Zusätzlich werden am untersuchten Baum Neigungssensoren angebracht, die genau messen, wie stark sich der Stamm unter der Zugkraft bewegt. Spezielle Messgeräte zeichnen außerdem die Verformung der Randfasern des Holzes direkt unter der Rinde auf – ein wichtiger Hinweis darauf, wie der Baum innere Spannungen aufnimmt.
Alle Messwerte – von der eingeleiteten Zugkraft über die Baumhöhe bis zur Kronenfläche und zum Versuchsaufbau – werden in einer Software zusammengeführt und ausgewertet. Daraus wird ein sogenannter Sicherheitsfaktor berechnet: Je höher dieser Faktor, desto standsicherer ist der Baum.
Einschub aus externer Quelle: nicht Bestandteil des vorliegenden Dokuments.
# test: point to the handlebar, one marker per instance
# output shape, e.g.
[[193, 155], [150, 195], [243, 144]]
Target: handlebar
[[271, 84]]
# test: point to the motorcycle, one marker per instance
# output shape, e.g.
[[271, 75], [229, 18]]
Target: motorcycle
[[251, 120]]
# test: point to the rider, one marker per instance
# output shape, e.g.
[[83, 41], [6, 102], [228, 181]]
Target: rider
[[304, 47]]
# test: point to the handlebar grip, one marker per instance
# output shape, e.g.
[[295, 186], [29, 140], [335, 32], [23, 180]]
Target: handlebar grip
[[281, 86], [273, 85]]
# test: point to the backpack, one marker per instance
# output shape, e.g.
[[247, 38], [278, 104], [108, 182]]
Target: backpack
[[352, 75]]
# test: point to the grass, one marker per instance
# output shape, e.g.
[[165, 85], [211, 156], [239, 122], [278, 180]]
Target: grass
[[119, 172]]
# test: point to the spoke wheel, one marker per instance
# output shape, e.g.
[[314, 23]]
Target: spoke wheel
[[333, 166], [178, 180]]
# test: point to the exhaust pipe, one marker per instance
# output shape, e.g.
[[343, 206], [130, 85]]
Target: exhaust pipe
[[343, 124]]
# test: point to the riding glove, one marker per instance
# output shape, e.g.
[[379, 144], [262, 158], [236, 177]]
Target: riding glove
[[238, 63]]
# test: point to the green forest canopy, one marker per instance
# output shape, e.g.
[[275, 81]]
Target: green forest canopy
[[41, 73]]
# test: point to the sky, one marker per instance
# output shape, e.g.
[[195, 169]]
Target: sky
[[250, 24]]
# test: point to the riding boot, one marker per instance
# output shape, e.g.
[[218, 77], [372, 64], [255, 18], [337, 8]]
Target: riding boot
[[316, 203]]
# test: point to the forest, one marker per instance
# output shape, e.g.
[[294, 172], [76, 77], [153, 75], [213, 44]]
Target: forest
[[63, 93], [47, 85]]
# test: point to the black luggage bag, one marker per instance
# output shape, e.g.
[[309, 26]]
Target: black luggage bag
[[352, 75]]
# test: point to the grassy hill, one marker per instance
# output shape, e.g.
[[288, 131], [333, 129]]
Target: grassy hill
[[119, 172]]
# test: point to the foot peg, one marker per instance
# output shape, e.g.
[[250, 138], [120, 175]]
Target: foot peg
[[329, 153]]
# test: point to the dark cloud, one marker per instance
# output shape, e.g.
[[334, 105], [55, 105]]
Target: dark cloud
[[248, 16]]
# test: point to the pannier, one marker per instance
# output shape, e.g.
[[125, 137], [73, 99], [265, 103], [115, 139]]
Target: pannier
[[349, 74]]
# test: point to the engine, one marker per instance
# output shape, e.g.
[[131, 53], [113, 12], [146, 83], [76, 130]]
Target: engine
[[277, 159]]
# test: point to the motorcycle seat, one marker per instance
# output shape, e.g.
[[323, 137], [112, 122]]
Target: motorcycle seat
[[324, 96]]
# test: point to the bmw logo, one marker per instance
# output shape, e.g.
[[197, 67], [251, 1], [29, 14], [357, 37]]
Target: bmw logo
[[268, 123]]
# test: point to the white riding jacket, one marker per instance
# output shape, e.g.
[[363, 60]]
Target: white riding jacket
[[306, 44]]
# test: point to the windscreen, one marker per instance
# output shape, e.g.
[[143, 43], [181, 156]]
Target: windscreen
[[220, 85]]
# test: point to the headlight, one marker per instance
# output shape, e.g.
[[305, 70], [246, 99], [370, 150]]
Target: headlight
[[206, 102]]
Die Ergebnisse helfen dabei einzuschätzen, ob ein Baum weiterhin regulär kontrolliert werden kann, häufiger überprüft werden sollte oder ob weitere Untersuchungen – wie Bohrwiderstandsmessungen – sinnvoll sind, um die Bruchsicherheit zu beurteilen.
„Der Zugversuch gibt uns deutlich präzisere Hinweise darauf, wie verkehrssicher ein Baum wirklich ist. Gerade bei Bäumen, die äußerlich gesund wirken, aber Schäden im Wurzelbereich haben könnten, ist das eine große Hilfe. So können wir viel besser entscheiden, welche Maßnahmen notwendig sind“, so Reinhold Adrian, Geschäftsbereichsleiter Grünflächen und Friedhöfe bei den Wirtschaftsbetrieben.
Erste Untersuchungen in Hamborn erfolgt
Im Dezember wurden im „Morianswäldchen“ nahe des Hamborner Altmarktes erstmals Zugversuche durchgeführt, um die Standsicherheit der dortigen Bäume zu prüfen. Die Messungen zeigten bei einem Großteil der Bäume Auffälligkeiten, die auf eine Schwächung im Wurzelbereich hindeuteten. Daraufhin wurden ergänzende Boden- und Wurzeluntersuchungen vorgenommen. Diese bestätigten einen großflächigen Pilzbefall, der sich im Boden ausgebreitet und einen Großteil der Bäume erfasst hat. Durch die geschädigten Wurzeln sind von den 29 geprüften Bäumen 25 Bäume so stark in ihrer Standsicherheit beeinträchtigt, dass die Verkehrssicherheit nicht mehr gegeben ist und sie gefällt werden müssen.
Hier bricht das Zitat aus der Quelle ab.